Now this kind of thing can happen in a monarchy, as in Britain. George III lost his mind by the end of his reign; he was succeeded by his vainglorious, self-indulgent son George IV; and then by a younger son, William IV, who though slightly brighter, was never going to set the Thames alight.

Surprisingly like the Bush bunch.

Now, that this can happen in a monarchy is sad but understandable. But in a strongly established republic? With two or three hundred million people to choose from? It seems amazing.

What’s particularly striking is that every presidential election between 1980 and 2004 – seven of them – had at least one Bush or Clinton on one of the tickets, running either for President or for Vice President. And 1992 pitted one of each against each other: Bush the father against Clinton the (erring) husband.

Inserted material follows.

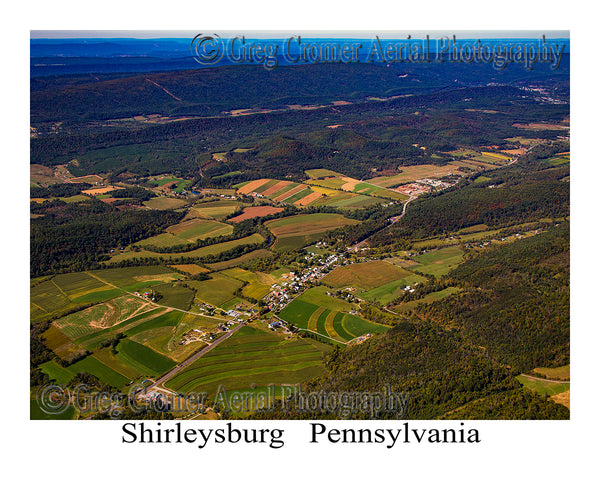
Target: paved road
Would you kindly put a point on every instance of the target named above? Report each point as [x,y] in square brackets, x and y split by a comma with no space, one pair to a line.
[354,248]
[151,302]
[193,358]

Well, if Jeb Bush gets his way, and Hillary Clinton gets hers, 2016 could see a re-run of that battle of the dynasties. Proof if any were needed that, whatever the Constitution says about actual titles, notions of aristocracy run as deep in the US as they do anywhere else.

Hillary Clinton: a more inspiring representative of dynastic politics
Besides, she's not really a member of the dynasty
To be fair, one of the possible outcomes would again prove that this kind of dynastic politics doesn’t always have to be bad news. A Hlllary presidency could be a great result, and not just because she would be first woman president, after the first African American, but because Hillary is even brighter than the other half of the Clinton duo – and in any case, she wasn’t a Clinton by birth, only by marriage.

Which naturally brings to mind the old story about the couple. Skip it if you know it, but in case you don’t, it bears repeating here.

The Clintons were filling up with petrol – gas, I should say – at some miserable filling station in the wilds of Arkansas. Bill was struck by the strange looks passing between his wife and the station attendant.

Once they were back on the road, he asks what that was all about.

“Oh, we dated for a while back then when we were in High School,” she explains.

Bill laughs.

“Well, just think what a different life you’d have had if you’d married him! You wouldn’t have got to the White House.”

“Oh,” replies Hillary, “if I’d married him, he’d have been its occupant.”